´´Os fatos que embasam essa nova imputação não constam na denúncia, mas apenas em depoimentos colhidos posteriormente´´, afirma Des. Cafure ao afastar crime

Campo Grande/MS, 19 de maio de 2025.

Por redação.

Segundo Cafure, a acusação não observou o devido processo legal ao incluir fatos não descritos na denúncia.

A 1ª Câmara Criminal do Tribunal de Justiça de Mato Grosso do Sul deu parcial provimento ao recurso em sentido estrito interposto pela defesa de L.R.F., para excluir da sentença de pronúncia a imputação do crime de tentativa de sequestro e cárcere privado. A decisão, relatada pelo desembargador Emerson Cafure, manteve, contudo, a pronúncia da ré pelo crime de tentativa de homicídio qualificado.

Também recorreram da decisão de primeiro grau os réus R.L.S. e M.C.M.L., que buscavam a absolvição sumária, a impronúncia ou a desclassificação da tentativa de homicídio para lesão corporal. No entanto, os pedidos foram rejeitados.

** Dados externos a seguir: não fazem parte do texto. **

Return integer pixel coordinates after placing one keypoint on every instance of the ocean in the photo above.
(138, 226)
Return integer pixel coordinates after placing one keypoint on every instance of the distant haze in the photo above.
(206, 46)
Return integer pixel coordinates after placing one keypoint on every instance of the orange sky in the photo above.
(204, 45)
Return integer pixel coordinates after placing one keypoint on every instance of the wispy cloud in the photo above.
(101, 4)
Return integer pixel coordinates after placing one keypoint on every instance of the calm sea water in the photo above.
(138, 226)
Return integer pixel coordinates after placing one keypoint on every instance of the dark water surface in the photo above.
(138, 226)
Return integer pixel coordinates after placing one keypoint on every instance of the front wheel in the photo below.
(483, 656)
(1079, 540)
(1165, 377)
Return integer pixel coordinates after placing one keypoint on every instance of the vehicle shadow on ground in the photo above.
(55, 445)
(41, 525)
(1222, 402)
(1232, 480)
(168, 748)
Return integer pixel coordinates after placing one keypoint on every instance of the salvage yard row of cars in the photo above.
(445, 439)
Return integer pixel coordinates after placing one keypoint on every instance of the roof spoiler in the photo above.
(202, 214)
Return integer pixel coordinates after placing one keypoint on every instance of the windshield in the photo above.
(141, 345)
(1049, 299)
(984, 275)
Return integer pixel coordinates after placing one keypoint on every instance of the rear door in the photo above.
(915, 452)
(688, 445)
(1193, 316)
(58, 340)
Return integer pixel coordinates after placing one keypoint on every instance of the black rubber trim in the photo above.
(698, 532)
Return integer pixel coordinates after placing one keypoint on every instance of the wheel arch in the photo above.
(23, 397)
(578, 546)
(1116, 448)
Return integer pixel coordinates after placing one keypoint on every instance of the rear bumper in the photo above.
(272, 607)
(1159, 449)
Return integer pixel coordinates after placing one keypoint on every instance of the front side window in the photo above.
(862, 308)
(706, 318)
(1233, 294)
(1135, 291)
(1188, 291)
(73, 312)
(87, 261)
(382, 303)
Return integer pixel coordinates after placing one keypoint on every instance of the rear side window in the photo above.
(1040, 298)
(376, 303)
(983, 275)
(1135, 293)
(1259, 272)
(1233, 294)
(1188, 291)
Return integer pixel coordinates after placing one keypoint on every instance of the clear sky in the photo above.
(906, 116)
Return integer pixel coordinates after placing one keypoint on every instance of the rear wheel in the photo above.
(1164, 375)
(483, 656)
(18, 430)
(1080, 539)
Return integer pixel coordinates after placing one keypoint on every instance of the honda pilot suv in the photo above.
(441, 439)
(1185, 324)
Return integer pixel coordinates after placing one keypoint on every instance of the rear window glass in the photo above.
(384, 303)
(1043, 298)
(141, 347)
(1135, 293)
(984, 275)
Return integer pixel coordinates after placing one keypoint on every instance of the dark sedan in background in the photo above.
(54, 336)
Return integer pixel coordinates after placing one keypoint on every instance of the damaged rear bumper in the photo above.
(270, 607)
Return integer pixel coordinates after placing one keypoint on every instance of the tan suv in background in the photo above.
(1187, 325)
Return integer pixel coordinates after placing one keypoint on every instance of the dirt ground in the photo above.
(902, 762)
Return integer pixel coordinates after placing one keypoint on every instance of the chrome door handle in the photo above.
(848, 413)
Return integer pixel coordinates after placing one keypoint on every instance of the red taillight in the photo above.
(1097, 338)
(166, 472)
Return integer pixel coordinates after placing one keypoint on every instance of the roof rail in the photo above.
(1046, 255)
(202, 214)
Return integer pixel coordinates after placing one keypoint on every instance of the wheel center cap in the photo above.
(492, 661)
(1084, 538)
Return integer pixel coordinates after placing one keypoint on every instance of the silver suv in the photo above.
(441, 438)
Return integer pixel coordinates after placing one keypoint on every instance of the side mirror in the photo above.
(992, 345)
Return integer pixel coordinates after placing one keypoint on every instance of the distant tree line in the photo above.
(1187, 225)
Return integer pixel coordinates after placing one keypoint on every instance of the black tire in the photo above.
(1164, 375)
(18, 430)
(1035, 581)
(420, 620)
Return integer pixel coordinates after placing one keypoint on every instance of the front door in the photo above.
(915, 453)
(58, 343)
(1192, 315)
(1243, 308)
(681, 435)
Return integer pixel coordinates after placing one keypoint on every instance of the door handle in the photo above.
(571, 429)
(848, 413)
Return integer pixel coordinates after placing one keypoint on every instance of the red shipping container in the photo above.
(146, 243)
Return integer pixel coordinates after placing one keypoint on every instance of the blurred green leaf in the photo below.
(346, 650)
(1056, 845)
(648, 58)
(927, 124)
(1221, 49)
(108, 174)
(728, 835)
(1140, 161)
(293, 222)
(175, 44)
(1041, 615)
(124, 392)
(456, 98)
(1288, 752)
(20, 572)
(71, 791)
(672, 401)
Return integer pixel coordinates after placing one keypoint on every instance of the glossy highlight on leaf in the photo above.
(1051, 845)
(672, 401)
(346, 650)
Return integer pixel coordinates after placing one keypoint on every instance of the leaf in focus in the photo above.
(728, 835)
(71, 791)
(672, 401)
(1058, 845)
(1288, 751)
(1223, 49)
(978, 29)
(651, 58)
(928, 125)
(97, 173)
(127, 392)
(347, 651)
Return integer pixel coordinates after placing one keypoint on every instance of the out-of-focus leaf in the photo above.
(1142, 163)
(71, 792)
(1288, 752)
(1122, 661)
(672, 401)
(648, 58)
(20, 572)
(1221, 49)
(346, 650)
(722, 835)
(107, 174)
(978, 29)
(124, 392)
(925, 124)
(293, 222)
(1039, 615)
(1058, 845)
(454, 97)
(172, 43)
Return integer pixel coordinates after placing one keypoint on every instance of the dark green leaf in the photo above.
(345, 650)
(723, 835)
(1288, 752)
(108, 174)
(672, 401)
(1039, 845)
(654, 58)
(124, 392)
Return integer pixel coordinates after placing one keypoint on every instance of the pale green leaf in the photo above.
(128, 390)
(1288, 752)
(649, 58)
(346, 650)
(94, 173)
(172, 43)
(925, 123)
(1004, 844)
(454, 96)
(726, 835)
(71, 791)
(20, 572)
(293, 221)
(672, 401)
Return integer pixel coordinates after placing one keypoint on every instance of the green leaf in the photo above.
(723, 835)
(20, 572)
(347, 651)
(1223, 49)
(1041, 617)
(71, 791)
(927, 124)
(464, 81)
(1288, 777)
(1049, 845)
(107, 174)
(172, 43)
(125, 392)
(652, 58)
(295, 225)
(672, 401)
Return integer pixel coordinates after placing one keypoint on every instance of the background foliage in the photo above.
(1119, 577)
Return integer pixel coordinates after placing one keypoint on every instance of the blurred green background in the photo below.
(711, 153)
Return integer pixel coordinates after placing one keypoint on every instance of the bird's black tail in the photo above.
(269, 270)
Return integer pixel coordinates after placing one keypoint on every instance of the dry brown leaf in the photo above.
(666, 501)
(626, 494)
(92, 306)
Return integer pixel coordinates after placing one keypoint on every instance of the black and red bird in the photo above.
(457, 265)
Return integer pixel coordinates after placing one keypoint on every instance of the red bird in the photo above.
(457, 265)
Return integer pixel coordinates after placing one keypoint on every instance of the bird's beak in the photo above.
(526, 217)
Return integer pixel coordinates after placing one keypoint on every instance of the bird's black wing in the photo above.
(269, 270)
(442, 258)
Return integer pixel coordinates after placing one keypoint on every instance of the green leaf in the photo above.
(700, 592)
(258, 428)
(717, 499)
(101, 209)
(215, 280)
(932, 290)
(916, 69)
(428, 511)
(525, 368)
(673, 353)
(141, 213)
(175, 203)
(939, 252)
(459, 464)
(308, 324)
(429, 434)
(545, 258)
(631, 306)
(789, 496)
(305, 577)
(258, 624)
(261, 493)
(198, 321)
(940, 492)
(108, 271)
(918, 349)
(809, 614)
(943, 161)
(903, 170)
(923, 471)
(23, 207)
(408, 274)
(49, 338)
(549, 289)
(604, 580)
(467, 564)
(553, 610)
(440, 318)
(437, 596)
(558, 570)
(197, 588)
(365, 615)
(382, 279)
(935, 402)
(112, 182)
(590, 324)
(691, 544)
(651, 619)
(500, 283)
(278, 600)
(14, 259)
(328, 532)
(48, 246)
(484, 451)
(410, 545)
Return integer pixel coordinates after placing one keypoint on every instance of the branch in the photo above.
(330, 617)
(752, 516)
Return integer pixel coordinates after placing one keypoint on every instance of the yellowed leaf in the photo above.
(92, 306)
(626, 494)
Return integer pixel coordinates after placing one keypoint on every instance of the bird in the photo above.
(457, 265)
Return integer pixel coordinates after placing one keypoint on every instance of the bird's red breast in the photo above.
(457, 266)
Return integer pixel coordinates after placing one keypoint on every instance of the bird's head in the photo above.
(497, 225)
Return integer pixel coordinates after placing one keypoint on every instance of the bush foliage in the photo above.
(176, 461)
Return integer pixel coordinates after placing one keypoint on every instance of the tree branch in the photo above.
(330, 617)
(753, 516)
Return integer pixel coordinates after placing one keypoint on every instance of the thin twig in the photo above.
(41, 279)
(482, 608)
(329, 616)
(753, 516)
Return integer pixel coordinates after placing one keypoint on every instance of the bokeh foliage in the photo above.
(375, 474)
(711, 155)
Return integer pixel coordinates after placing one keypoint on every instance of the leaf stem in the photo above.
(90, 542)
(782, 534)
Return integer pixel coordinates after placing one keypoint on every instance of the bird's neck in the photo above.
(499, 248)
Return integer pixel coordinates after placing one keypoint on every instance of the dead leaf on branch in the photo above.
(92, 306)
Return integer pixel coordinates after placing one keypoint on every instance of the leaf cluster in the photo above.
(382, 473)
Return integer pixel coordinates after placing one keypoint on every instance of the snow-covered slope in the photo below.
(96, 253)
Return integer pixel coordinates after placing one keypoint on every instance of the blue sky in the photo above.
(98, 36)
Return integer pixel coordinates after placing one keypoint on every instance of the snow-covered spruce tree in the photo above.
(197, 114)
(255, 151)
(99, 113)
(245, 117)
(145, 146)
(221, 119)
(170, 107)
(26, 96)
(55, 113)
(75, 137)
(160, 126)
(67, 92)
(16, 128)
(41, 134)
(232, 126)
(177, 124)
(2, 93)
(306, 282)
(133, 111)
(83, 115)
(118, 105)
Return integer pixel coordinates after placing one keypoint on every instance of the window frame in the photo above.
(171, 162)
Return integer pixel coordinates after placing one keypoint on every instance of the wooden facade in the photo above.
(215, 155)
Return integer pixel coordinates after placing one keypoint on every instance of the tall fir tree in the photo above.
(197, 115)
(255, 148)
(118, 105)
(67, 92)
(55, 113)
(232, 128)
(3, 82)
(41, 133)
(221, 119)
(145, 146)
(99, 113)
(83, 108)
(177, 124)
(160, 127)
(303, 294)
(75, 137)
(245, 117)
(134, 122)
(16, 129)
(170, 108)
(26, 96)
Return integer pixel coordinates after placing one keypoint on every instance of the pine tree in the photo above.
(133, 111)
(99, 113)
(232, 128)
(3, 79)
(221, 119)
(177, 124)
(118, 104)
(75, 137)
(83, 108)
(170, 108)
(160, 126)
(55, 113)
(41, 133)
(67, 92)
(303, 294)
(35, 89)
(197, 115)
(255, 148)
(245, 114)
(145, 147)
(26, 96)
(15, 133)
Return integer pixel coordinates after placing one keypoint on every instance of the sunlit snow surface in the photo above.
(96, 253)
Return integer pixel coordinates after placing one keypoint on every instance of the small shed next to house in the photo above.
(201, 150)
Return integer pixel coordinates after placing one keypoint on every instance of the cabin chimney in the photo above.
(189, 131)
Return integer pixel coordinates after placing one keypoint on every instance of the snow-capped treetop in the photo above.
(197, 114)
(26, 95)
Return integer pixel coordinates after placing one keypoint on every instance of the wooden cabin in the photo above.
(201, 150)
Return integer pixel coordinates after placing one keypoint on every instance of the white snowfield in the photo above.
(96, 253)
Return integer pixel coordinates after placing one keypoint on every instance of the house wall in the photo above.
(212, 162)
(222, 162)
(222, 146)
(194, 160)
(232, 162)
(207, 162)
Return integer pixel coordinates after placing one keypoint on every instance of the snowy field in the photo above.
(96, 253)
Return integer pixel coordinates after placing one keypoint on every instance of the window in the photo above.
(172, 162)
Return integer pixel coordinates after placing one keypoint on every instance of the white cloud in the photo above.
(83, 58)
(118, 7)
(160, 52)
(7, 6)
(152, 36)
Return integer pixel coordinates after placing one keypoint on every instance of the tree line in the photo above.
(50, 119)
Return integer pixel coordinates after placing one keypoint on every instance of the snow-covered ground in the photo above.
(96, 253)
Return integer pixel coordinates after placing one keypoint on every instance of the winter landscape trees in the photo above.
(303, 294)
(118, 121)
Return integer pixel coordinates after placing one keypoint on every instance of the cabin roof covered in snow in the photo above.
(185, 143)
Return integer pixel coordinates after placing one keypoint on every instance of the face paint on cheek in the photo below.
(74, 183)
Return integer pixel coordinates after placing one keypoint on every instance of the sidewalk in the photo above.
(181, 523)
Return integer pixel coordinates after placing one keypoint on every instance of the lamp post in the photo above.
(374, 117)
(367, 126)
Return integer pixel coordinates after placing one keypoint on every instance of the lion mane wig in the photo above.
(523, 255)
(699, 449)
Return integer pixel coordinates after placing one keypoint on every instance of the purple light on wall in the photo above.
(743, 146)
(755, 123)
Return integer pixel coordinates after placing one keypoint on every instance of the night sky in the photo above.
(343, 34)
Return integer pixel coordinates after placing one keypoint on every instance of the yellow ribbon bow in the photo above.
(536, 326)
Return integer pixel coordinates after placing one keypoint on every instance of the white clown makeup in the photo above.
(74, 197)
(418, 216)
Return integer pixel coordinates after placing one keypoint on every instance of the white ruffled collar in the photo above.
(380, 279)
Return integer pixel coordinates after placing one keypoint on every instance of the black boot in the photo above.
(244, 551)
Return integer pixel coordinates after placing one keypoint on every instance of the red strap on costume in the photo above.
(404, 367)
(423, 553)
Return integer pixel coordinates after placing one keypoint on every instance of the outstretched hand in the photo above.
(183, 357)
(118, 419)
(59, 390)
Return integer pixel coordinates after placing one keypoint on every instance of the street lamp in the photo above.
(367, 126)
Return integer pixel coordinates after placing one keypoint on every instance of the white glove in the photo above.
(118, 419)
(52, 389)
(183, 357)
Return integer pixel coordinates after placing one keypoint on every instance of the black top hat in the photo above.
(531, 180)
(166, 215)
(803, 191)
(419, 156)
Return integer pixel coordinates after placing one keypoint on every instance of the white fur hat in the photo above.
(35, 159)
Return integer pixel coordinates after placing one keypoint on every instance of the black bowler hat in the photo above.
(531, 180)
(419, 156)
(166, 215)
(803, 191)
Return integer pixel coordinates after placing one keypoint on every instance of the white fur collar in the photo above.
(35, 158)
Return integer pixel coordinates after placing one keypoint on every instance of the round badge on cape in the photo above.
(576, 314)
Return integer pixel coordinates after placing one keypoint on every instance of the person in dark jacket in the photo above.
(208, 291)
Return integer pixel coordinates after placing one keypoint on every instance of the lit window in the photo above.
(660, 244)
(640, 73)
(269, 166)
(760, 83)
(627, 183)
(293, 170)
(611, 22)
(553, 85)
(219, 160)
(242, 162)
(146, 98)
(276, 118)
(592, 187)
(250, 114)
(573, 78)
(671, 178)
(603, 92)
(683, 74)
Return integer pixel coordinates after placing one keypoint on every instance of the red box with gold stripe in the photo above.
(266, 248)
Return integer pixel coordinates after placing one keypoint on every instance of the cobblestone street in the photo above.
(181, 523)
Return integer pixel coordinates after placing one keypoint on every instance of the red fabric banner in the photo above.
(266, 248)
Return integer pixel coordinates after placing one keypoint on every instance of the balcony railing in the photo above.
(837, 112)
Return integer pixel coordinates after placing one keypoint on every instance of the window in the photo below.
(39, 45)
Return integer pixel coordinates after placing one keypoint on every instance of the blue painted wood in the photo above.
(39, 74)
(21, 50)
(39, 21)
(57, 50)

Acusado teria contratado os corréus por R$ 1.500,00 para impedir o relacionamento da vítima com sua avó.

Segundo os autos, o Ministério Público denunciou R.L.S., M.C.M.L. e L.R.F. pela tentativa de homicídio de F.P.S., crime que teria ocorrido em setembro de 2023, em Paranaíba/MS. Conforme a denúncia, L.R.F. não aceitava o relacionamento da vítima com sua avó e teria contratado os corréus por R$ 1.500,00 para ceifarem a vida de F.P.S., o que não se consumou por circunstâncias alheias à vontade dos denunciados.

De acordo com a acusação, R.L.S. foi o responsável por desferir golpes de faca contra a vítima, enquanto M.C.M.L. dirigia o veículo utilizado na emboscada e incentivava verbalmente a execução. A tentativa de homicídio teria sido praticada mediante promessa de recompensa, motivo fútil e com recurso que dificultou a defesa da vítima.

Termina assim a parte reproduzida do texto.